Did you have any close calls?

MM: Oh yeah, me and Andy looked so freaking weird, I mean just going to the railway station on the weekends was like suicide. Andy and I just looked like such freaks! Andy actually had this drape jacket, almost like a teddy boy jacket, bright red with leopard lapels and he’d wear it with creepers, and his hair! He had a pompadour which was all different colours and tons of earrings and stuff. They want to catorgorize you, you know, people would look and go “Huh?! What is this?” I had these electric blue patent leather pants and a white jacket from a mental hospital somewhere that Andy had drawn a huge dick on the back. [laughs] You know, just to upset people! It was gross and looked horrible, but I did kind of like the attention regardless. My hair was long and blond on the top, black on the bottom and people didn’t know what to think: “Are they hippies, or punks, what?”. To me rock & roll is about being yourself, being an individual and about doing your own thing on your own terms and not selling out or being told what to do or selling your soul or whatever. That’s what it’s been about for me.
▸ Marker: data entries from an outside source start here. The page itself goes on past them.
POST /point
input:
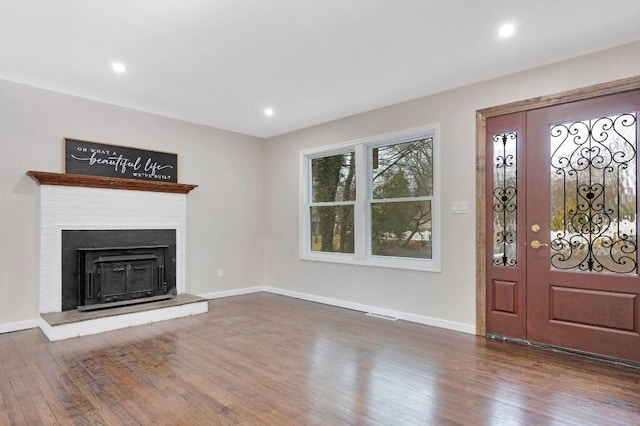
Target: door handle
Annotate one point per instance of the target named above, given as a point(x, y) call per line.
point(535, 244)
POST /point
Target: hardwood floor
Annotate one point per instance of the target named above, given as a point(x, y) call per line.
point(263, 359)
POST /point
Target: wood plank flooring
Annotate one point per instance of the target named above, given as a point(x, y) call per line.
point(263, 359)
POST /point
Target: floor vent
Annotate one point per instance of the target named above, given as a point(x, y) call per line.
point(387, 317)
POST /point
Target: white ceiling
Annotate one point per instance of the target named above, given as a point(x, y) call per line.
point(221, 62)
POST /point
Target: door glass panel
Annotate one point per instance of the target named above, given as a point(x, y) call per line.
point(593, 195)
point(504, 199)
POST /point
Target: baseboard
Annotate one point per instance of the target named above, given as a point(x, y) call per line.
point(18, 325)
point(419, 319)
point(235, 292)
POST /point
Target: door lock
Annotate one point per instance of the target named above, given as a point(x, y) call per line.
point(535, 244)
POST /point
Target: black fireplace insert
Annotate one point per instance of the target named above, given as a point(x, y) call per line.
point(104, 268)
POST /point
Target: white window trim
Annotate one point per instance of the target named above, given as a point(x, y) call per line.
point(362, 212)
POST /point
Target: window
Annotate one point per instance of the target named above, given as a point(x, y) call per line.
point(373, 201)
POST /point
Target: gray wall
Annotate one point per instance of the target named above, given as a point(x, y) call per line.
point(224, 220)
point(450, 294)
point(244, 215)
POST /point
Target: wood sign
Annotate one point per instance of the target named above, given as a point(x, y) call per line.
point(98, 159)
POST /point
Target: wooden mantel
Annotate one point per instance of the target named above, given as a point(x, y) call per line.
point(63, 179)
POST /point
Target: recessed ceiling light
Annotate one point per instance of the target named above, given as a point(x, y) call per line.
point(118, 67)
point(506, 30)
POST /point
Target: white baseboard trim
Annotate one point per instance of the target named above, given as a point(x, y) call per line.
point(235, 292)
point(18, 325)
point(419, 319)
point(100, 325)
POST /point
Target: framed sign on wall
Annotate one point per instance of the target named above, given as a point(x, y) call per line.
point(99, 159)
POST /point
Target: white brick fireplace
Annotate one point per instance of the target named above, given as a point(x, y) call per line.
point(91, 208)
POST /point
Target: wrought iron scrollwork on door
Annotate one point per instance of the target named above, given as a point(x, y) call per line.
point(504, 199)
point(593, 194)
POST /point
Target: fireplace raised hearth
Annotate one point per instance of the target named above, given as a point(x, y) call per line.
point(109, 268)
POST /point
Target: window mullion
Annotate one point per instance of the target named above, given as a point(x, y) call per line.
point(361, 221)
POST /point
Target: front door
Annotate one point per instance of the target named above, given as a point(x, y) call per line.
point(562, 264)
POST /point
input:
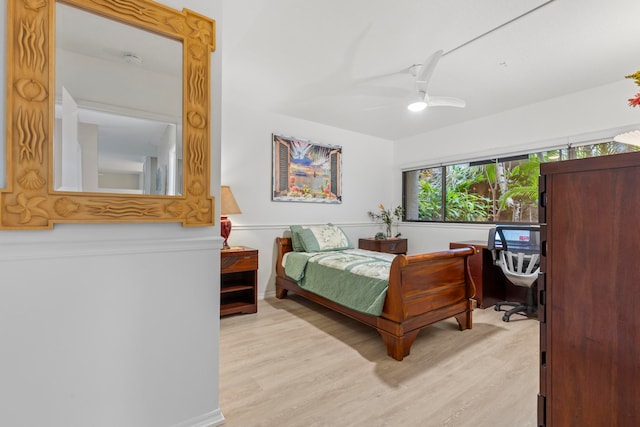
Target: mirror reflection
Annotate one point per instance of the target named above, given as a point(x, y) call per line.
point(118, 113)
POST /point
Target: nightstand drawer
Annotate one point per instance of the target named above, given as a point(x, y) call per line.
point(238, 280)
point(239, 261)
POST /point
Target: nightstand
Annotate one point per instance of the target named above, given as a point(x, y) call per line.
point(238, 280)
point(390, 246)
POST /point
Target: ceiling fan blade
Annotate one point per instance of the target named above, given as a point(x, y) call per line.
point(445, 101)
point(425, 72)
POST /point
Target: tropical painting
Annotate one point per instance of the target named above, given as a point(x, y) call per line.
point(305, 171)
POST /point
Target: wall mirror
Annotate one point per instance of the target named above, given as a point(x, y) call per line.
point(100, 127)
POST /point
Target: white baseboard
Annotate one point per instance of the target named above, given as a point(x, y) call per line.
point(210, 419)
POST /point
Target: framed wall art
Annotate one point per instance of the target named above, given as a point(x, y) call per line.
point(305, 171)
Rebellion against the establishment is just about when they tell you what to do, and you say, “No, I am the master of my own life." You are in control of your own destiny and that’s the only way I would have it.

I want to talk about your role in the early days of Hanoi Rocks. Was there a clear leader among you at that point or was it more like a brotherhood?

MM: Well Andy wrote most of the songs in the beginning. The two of us were supposed to be equal partners, but it was when money came with songwriting credits and whatnot... Andy did write most of it, I didn’t even know what publishing was. So when it came to getting credit for the work, then of course Andy was the leader, but then when it came to taking responsibility for any sort of dumb thing, well then it was me [laughs].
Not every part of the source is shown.